A Health Plan Work in Progress: Hospital-Physician Price and Quality Transparency, a report from those indefatigable folks at the Center for Studying Health System Change (CSHSC), explains that health plans are ramping up transparency efforts in what is still an early phase of market development and adoption.
CSHSC looked at two aspects of transparency: price and quality. For larger plans, who are more advanced in their price publishing projects, these efforts are seen as crucial for competitive positioning, according to CSHSC; for smaller plans, they’re defensive in nature. Regardless, very few plans are providing price data that’s customized for enrollees.
One broker in CSHSC’s study commented, “Price information is sparsely available, and where it is available, it’s of relatively low utility for the average member.” That’s the bottom line of the study.
The area of quality appears to be more mature, according to CSHSC. Still, the drag on proliferating quality data is that providers can push back on a provider’s ‘poor quality’ determination. Perhaps that’s why there’s more hospital quality profiling being done than physician quality data being pushed out to enrollees. CSHSC found that most plans tend to rely on nationally reported quality data from third parties (e.g., Medicare, HealthGrades, or Subimo). It can be a pass-the-buck strategy for the health plan, who might say, “this isn’t our rating, this is Medicare’s.”
CSHSC smartly points out that there are risks in being transparent. Consumers could misinterpret the data; for example, believing that a higher price equates to higher quality. Other consumers might not know how to evaluate or use the data in decision making. Finally, there is liability risk in that unhappy providers might push back in the form of lawsuits (as was the case recently with the Washington State Medical Society suing Regence BlueShield).

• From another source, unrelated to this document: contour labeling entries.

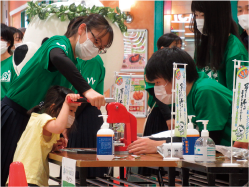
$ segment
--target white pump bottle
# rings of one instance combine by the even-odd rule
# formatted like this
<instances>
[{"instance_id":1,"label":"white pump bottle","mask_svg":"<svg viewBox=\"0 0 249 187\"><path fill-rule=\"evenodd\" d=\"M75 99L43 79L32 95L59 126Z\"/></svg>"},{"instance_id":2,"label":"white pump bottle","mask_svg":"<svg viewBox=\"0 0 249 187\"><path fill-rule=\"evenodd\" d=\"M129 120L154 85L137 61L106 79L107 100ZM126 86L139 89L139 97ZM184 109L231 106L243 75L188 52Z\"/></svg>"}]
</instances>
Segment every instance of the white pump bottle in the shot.
<instances>
[{"instance_id":1,"label":"white pump bottle","mask_svg":"<svg viewBox=\"0 0 249 187\"><path fill-rule=\"evenodd\" d=\"M209 137L207 124L209 120L198 120L203 123L201 137L195 142L195 161L196 162L214 162L215 161L215 143Z\"/></svg>"},{"instance_id":2,"label":"white pump bottle","mask_svg":"<svg viewBox=\"0 0 249 187\"><path fill-rule=\"evenodd\" d=\"M114 158L114 132L109 129L108 115L99 115L99 117L101 116L103 116L104 123L97 132L97 158L99 160L112 160Z\"/></svg>"}]
</instances>

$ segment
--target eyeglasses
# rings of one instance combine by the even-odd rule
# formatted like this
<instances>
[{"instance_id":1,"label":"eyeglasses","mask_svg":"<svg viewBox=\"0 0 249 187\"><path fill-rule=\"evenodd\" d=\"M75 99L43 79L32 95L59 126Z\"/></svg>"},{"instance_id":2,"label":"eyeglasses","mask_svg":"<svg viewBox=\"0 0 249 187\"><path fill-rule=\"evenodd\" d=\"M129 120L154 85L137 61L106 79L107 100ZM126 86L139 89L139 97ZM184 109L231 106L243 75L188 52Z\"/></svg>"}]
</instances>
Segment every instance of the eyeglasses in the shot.
<instances>
[{"instance_id":1,"label":"eyeglasses","mask_svg":"<svg viewBox=\"0 0 249 187\"><path fill-rule=\"evenodd\" d=\"M91 34L93 35L93 38L94 38L94 40L95 40L95 43L94 44L96 44L96 45L94 45L93 44L93 47L95 47L95 48L99 48L99 54L105 54L106 52L107 52L107 49L105 49L105 48L102 48L102 47L98 47L98 39L94 36L94 34L92 33L92 31L91 31L91 29L88 29L90 32L91 32ZM102 46L102 41L101 41L101 38L99 38L99 41L100 41L100 46Z\"/></svg>"}]
</instances>

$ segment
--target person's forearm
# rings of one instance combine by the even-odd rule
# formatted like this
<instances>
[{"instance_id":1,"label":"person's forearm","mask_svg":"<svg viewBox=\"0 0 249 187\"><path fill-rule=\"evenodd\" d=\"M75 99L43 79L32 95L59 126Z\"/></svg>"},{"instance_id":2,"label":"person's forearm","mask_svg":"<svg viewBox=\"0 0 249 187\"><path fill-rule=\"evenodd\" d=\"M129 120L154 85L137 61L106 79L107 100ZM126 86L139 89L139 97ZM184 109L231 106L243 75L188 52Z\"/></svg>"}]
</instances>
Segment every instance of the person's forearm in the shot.
<instances>
[{"instance_id":1,"label":"person's forearm","mask_svg":"<svg viewBox=\"0 0 249 187\"><path fill-rule=\"evenodd\" d=\"M54 48L49 53L50 63L74 86L74 88L83 94L91 89L91 86L82 77L75 64L68 58L65 52L60 48Z\"/></svg>"},{"instance_id":2,"label":"person's forearm","mask_svg":"<svg viewBox=\"0 0 249 187\"><path fill-rule=\"evenodd\" d=\"M68 115L69 115L69 106L64 102L56 120L48 122L47 125L45 125L44 127L45 130L54 134L62 133L67 126Z\"/></svg>"}]
</instances>

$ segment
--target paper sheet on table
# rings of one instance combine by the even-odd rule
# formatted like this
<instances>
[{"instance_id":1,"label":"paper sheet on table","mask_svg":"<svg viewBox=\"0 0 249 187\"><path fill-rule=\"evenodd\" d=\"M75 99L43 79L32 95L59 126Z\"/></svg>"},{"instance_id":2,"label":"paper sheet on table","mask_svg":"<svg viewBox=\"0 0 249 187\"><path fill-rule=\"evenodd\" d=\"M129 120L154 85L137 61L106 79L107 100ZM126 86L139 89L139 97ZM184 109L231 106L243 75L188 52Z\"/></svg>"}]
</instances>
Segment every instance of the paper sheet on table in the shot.
<instances>
[{"instance_id":1,"label":"paper sheet on table","mask_svg":"<svg viewBox=\"0 0 249 187\"><path fill-rule=\"evenodd\" d=\"M175 130L172 130L172 137L175 136ZM162 131L156 134L152 134L151 137L154 138L167 138L167 137L171 137L171 130L167 130L167 131Z\"/></svg>"}]
</instances>

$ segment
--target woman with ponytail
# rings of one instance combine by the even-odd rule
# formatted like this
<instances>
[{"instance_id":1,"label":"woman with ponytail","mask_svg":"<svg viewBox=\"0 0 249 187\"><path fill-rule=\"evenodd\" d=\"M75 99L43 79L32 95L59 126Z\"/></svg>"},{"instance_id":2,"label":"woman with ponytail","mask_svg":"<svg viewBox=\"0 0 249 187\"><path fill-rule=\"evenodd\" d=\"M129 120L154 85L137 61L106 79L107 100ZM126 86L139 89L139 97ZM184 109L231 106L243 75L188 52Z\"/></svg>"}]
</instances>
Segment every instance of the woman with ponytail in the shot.
<instances>
[{"instance_id":1,"label":"woman with ponytail","mask_svg":"<svg viewBox=\"0 0 249 187\"><path fill-rule=\"evenodd\" d=\"M105 105L104 96L89 86L75 65L76 57L88 60L105 53L112 41L113 30L103 16L78 17L64 36L49 38L26 63L0 102L0 187L4 186L16 144L27 125L27 110L44 99L51 85L74 86L91 105ZM61 82L63 77L67 81Z\"/></svg>"}]
</instances>

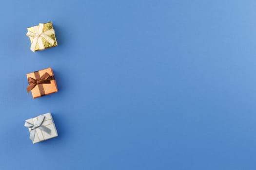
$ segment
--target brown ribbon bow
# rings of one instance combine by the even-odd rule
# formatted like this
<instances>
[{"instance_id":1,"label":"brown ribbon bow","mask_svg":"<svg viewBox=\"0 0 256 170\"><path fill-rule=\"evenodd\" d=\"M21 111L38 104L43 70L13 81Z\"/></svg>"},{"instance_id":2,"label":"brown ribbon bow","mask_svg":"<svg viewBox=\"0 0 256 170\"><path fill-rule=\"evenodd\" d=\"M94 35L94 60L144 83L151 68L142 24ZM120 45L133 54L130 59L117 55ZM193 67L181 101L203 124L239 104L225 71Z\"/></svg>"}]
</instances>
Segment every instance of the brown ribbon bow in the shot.
<instances>
[{"instance_id":1,"label":"brown ribbon bow","mask_svg":"<svg viewBox=\"0 0 256 170\"><path fill-rule=\"evenodd\" d=\"M39 79L35 79L31 77L28 77L28 82L29 85L27 87L27 91L29 93L35 87L40 84L50 84L51 76L46 72Z\"/></svg>"}]
</instances>

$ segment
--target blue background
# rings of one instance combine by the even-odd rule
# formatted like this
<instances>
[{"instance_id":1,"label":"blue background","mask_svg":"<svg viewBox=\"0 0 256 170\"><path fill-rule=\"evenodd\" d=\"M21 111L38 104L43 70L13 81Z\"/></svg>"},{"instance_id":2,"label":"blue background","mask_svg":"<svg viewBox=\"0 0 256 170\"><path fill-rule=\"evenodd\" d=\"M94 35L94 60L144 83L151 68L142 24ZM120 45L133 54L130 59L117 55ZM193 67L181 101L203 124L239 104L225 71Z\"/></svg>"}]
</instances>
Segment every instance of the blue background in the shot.
<instances>
[{"instance_id":1,"label":"blue background","mask_svg":"<svg viewBox=\"0 0 256 170\"><path fill-rule=\"evenodd\" d=\"M6 0L0 169L255 170L255 0ZM32 52L51 21L59 46ZM26 74L59 92L33 99ZM52 113L32 144L24 120Z\"/></svg>"}]
</instances>

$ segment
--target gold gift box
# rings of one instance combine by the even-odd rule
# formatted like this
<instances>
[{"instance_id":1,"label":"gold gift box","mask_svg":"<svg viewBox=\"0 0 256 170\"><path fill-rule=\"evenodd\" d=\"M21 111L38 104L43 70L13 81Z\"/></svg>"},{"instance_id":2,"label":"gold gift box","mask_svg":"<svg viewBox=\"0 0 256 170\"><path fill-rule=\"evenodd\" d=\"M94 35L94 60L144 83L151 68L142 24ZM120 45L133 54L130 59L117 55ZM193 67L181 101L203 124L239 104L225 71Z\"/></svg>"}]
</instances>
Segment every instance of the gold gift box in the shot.
<instances>
[{"instance_id":1,"label":"gold gift box","mask_svg":"<svg viewBox=\"0 0 256 170\"><path fill-rule=\"evenodd\" d=\"M38 28L39 27L39 25L36 25L34 27L28 28L27 28L28 31L30 31L33 33L35 33L35 30L34 29L34 28L35 27L37 27ZM46 31L48 31L51 29L53 29L53 24L52 23L52 22L49 22L43 24L43 32L46 32ZM43 38L43 37L42 37L42 40L44 45L45 49L47 49L48 48L53 47L55 46L58 46L57 41L56 40L56 37L55 37L55 34L52 34L49 36L54 40L54 43L53 45L52 45L50 43L49 43L48 41L47 41L44 38ZM29 39L30 40L30 42L32 43L33 38L31 37L29 37ZM37 43L37 45L36 46L35 51L37 51L39 50L42 50L39 49L38 43Z\"/></svg>"},{"instance_id":2,"label":"gold gift box","mask_svg":"<svg viewBox=\"0 0 256 170\"><path fill-rule=\"evenodd\" d=\"M57 85L53 71L51 68L27 74L27 78L28 79L28 77L31 77L39 80L45 72L48 73L51 76L51 84L41 84L36 85L31 90L34 99L58 92Z\"/></svg>"}]
</instances>

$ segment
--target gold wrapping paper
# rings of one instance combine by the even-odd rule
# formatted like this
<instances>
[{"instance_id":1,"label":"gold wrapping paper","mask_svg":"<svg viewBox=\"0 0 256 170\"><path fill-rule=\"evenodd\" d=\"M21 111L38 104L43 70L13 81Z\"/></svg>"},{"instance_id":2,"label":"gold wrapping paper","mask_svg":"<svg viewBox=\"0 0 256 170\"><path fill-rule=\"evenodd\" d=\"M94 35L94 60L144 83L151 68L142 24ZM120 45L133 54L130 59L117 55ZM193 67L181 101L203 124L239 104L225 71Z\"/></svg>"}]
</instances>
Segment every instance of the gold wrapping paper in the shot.
<instances>
[{"instance_id":1,"label":"gold wrapping paper","mask_svg":"<svg viewBox=\"0 0 256 170\"><path fill-rule=\"evenodd\" d=\"M39 27L39 25L37 25L34 27ZM27 30L28 31L30 31L33 33L35 33L35 31L34 30L34 27L31 27L27 28ZM52 22L47 22L46 23L43 24L43 32L45 32L46 31L51 30L51 29L53 29L53 25L52 24ZM53 47L55 46L58 46L57 44L57 41L56 40L56 37L55 37L55 34L53 34L50 36L54 40L54 44L53 45L52 45L51 44L50 44L48 41L47 41L44 38L42 38L42 42L43 43L43 44L44 45L45 49L47 49L50 47ZM29 37L29 39L30 40L31 42L32 42L33 38ZM40 50L39 48L39 46L38 44L36 46L36 50L35 51L37 51Z\"/></svg>"},{"instance_id":2,"label":"gold wrapping paper","mask_svg":"<svg viewBox=\"0 0 256 170\"><path fill-rule=\"evenodd\" d=\"M42 69L38 71L38 73L40 77L41 77L45 72L47 72L51 76L54 76L53 70L51 68ZM33 79L37 79L36 77L35 73L38 71L35 71L30 73L27 74L27 78L31 77ZM42 86L44 94L42 94L39 88ZM55 93L58 92L57 85L55 79L51 80L50 84L40 84L37 85L32 90L31 93L32 94L32 97L34 99L40 97L44 95L47 95L50 94Z\"/></svg>"}]
</instances>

Health Populi’s Hot Points: Low utility, indeed. Can you spell “r-e-l-e-v-a-n-t?” Why should consumers tune in to price information if it’s not directly useful to them? Averages are only relevant to those who pay those prices.
One plan that has lots of physician data is Medicare, the granddaddy of all health plans. However, Medicare doesn’t release physician-specific data to the public.
While transparency is seen by a broad range of health stakeholders as playing a major role in empowering health consumerism, we’re not ‘there’ yet. Not even close.